Originally from Melbourne, but now based in The Netherlands, photographer and visual creative, Tim Allen has an eclectic photography portfolio of architecture, fashion, and social documentary, but it is his passion for shooting landscapes that is the driving force behind his photography. “I was first struck by photography when I noticed my mum was never in any family photos,” says Allen. “I noticed she enjoyed taking pictures more than being in them.” Following suit, Allen began using his parent’s camera from the age of 10.

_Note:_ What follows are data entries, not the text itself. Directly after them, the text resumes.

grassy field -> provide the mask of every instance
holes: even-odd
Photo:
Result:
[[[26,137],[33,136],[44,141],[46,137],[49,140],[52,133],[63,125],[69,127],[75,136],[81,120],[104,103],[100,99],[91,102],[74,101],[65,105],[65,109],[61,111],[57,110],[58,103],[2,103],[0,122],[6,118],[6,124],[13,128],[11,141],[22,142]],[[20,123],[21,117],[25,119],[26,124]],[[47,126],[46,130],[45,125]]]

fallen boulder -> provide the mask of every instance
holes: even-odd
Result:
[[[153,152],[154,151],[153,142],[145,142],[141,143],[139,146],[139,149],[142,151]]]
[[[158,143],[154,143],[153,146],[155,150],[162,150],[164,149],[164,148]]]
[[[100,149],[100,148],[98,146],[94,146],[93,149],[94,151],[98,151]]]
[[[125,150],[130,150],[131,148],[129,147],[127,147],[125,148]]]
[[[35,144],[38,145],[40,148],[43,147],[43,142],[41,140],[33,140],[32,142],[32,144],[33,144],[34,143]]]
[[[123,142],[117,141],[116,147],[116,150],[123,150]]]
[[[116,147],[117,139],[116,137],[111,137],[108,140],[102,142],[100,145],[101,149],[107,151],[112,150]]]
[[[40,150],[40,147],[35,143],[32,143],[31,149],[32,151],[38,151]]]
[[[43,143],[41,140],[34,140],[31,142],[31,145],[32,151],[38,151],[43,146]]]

His interest in photography led him to attend Photography Studies College in Melbourne where he furthered his education. The result was combining his passion for image making, travel, and telling a story, to photograph natural and urban landscapes. By documenting these varied environments, Allen hopes to communicate a deeper narrative about the landscapes with a progressive audience. “My work has been described as ethereal, highlighting strong narrative in what the landscape has to offer,” Allen says. “I’ve always approached my work with an image speaks louder than the words approach attracting viewers from across the room, rather than after they have read the description [of the work].”
Allen has since completed three major projects – Construct (2017), Moving (2015), and Terra Firma (2013). All were captured from either a helicopter or two-seater Cessna. “Something about capturing the world from above gives you a clear perspective of the human impact, or lack of, on the earth in different areas,” he says.
Allen has been a finalist in the William & Winifred Bowness Award in 2016 and 2017, and received Gold for the Landscape category at the AIPP Victoria Professional Photography Awards in 2014 and 2015.
Currently, clarity is the most important thing to Allen, as a photographer. “For the time being, I want to develop my ideas into a more succinct manner before I begin a new body of work,” he says. “I have learnt more and more about how important this is, and how clear my ideas need to be before I can expect anyone else to understand what I’m trying to say visually, let alone on an overly worded artist statement.”